InfluxDB - Setup to Compress Data older than 6 Months / 2 Years

madface · November 17, 2022, 6:48pm

I’m glad it works for you, it’s more a workaround for the missing time clause for the continous queries. But it works really stable if you can do the cronjob and it’s saving 80% space.
So until anybody finds a better method …

erkr · February 28, 2023, 10:19pm

Thanks for this great tutorial how to manage the Influx DB size.
I’m running on Hass OS and it works there as well. Really nice. ca 400mb of data became 15mb.

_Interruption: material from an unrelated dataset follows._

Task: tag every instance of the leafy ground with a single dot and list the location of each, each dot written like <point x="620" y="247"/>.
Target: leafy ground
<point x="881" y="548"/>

Not really convinced yet it is complete, so not changed the retention of the raw data yet…

I mainly used a shell command that can be called from automations instead of a cron job:

Installed the community SSH & Web Addon running with protection mode off
configured SSH with keys for logon without passwords (see tutorial SSH'ing from a command line sensor or shell command - #75 by arkoko)
created your shell script ‘compress_influxdb.sh’ to update influx in the HA /config folder.
Needed to add a sudo before the docker commands in the shell script (related to Hass OS?)
Created a shell command in configuration.yaml:

shell_command:
  compress_influxdb: ssh <username>@homeassistant -i /config/.ssh/id_rsa 'sh /config/compress_influxdb.sh'

Really happy with your tutorial

madface · March 1, 2023, 5:53pm

Looks really good, seems to be a reliable way for using it with Hass OS.
When using docker you normally assign your user the rights to docker with usermod with something like this:

sudo usermod -aG docker youruser

Without it you have to sudo the commands, i think this is the reason. But then it works in the same way.
Many of the data without compressing the data is from the attributes, if your sensor has attributes they are stored also. Maybe they can be used by grafana, but i did not find a way and never used the attributes. If you store a weather sensor like dwd you have a lot of attributes stored every time when the sensor changes.
I read in another thread that you can exclude attributes. I now use victoriametrics for the long time storage, but since it uses the influx integration it should work the same way:
Add this to your influxdb config entry:

  tags_attributes:
    - friendly_name
    - unit_of_measurement
  ignore_attributes:
    - icon
    - source
    - options
    - editable
    - min
    - max
    - step
    - mode
    - marker_type
    - preset_modes
    - supported_features
    - supported_color_modes
    - effect_list
    - attribution
    - assumed_state
    - state_open
    - state_closed
    - writable
    - stateExtra
    - event
    - friendly_name
    - device_class
    - state_class
    - ip_address
    - device_file
    - unit_of_measurement
    - unitOfMeasure

This should extremely shorten the data that is written to the autogen policy. When compressing the data these attributes are deleted anyway and only the mean value is written.
Maybe it helps…

erkr · March 4, 2023, 8:01am

@madface thanks for the extra insights. The attributes not being copied probably explains the factor 30 compression. I also never used them in analysing long term trends, so that is perfectly fine.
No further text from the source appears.